A noise map is rather like a weather map: it shows the hotspots where it is noisy and the cooler areas where it is quiet. Noise maps are produced by computer software which predicts the noise level at a specific point as it spreads out from the sources of noise that have been included. The software takes account of features which affect the spread of noise such as buildings, the shape of the ground and whether the ground is acoustically absorbent (e.g. a field) or reflective (e.g. concrete or water).
Noise maps have three main purposes:
- They can be used to find areas where noise levels are high and these can be linked to population data to estimate how many people are affected
- They can help in the production of noise action plans to manage noise and reduce noise levels where appropriate
- They can be used to test the effectiveness of different methods of reducing noise, whether by planning – e.g. re-routing traffic – or noise reduction techniques – e.g. noise barriers. Alternative approaches can be rated according to the number of people benefited and the cost of implementing the plan to decide which are the most cost-effective.

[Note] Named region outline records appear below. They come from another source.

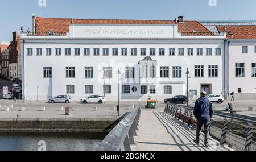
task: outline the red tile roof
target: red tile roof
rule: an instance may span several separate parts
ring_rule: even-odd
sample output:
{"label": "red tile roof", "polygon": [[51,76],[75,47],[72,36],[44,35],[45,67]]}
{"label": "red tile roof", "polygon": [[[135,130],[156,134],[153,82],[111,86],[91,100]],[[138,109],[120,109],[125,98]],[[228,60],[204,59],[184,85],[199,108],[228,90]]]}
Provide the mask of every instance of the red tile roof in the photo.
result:
{"label": "red tile roof", "polygon": [[[224,27],[228,39],[256,39],[256,26],[217,26],[217,28],[220,32],[223,32]],[[229,34],[230,32],[233,36]]]}
{"label": "red tile roof", "polygon": [[[36,17],[37,32],[69,32],[71,19]],[[118,19],[73,19],[76,24],[174,24],[173,20],[118,20]],[[177,23],[179,32],[209,32],[197,21],[184,21]],[[187,34],[187,35],[188,34]]]}

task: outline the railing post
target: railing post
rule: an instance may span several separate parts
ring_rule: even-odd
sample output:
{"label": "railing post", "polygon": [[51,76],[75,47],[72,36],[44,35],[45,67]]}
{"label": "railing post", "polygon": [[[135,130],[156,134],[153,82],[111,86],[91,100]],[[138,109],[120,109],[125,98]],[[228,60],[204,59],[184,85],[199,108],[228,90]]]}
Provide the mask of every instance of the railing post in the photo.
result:
{"label": "railing post", "polygon": [[135,142],[134,142],[134,139],[133,138],[133,131],[131,130],[131,128],[130,128],[130,130],[128,132],[128,137],[129,138],[129,142],[130,142],[130,144],[134,144]]}
{"label": "railing post", "polygon": [[[252,126],[253,124],[249,123],[249,126]],[[249,127],[247,133],[246,140],[245,142],[245,151],[251,151],[251,146],[253,143],[253,128]]]}
{"label": "railing post", "polygon": [[223,145],[226,142],[226,136],[228,129],[228,121],[224,118],[224,123],[223,124],[222,130],[221,131],[221,136],[220,139],[220,144]]}
{"label": "railing post", "polygon": [[189,115],[189,120],[188,121],[188,126],[189,126],[191,125],[192,123],[192,118],[193,117],[193,111],[192,110],[190,110],[190,115]]}

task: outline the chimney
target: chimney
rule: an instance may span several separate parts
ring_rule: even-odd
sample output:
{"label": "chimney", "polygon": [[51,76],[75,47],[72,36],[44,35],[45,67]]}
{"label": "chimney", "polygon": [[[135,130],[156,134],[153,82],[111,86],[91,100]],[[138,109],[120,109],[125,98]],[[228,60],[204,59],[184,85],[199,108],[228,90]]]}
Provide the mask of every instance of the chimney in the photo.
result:
{"label": "chimney", "polygon": [[35,19],[36,19],[36,15],[35,14],[32,14],[32,31],[35,32],[36,31],[36,24],[35,24]]}
{"label": "chimney", "polygon": [[183,16],[179,16],[178,17],[178,22],[179,23],[183,23]]}

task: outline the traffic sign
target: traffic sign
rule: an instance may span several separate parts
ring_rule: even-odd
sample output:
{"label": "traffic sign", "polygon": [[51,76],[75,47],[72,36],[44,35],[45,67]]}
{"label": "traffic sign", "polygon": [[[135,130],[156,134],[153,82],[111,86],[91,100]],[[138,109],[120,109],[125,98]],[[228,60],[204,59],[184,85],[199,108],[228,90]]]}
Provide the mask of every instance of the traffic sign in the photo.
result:
{"label": "traffic sign", "polygon": [[131,90],[135,92],[137,91],[137,88],[136,86],[133,86],[133,88],[131,88]]}
{"label": "traffic sign", "polygon": [[3,95],[8,95],[8,86],[3,87]]}

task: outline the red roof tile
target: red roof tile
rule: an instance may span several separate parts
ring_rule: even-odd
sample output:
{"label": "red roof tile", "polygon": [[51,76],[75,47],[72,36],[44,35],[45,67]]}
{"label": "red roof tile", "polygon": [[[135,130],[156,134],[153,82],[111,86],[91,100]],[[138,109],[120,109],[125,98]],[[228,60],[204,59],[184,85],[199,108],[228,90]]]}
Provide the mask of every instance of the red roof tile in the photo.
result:
{"label": "red roof tile", "polygon": [[[226,27],[228,39],[256,39],[256,26],[217,26],[220,32],[223,32]],[[232,35],[229,34],[232,32]]]}
{"label": "red roof tile", "polygon": [[[36,18],[37,32],[69,32],[71,19]],[[121,20],[121,19],[73,19],[76,24],[174,24],[173,20]],[[184,21],[177,23],[179,32],[209,32],[197,21]],[[188,35],[188,34],[187,34]]]}

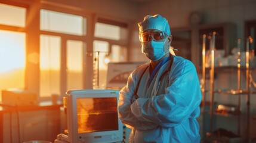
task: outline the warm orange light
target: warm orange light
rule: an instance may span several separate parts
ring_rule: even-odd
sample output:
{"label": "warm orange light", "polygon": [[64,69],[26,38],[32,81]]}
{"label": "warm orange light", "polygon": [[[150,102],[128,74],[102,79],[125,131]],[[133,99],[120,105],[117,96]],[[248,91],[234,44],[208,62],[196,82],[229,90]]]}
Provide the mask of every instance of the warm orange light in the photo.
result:
{"label": "warm orange light", "polygon": [[25,33],[0,30],[0,73],[25,67]]}

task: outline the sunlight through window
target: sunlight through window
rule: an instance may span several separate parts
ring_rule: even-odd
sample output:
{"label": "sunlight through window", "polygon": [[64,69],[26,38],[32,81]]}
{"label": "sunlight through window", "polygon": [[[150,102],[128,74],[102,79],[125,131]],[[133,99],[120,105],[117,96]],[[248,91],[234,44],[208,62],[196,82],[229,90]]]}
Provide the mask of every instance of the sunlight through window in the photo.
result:
{"label": "sunlight through window", "polygon": [[25,37],[24,33],[0,30],[1,91],[24,88]]}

Noise maps can also help to identify quieter areas which can be protected.
Under EU Directive 2002/49/EC of 25 June 2002 relating to the assessment and management of environmental noise, noise mapping must be carried out for all agglomerations with more than 250,000 inhabitants and for all major roads which carry more than six million vehicles a year, as well as major railways which carry more than 60,000 trains per year and major airports.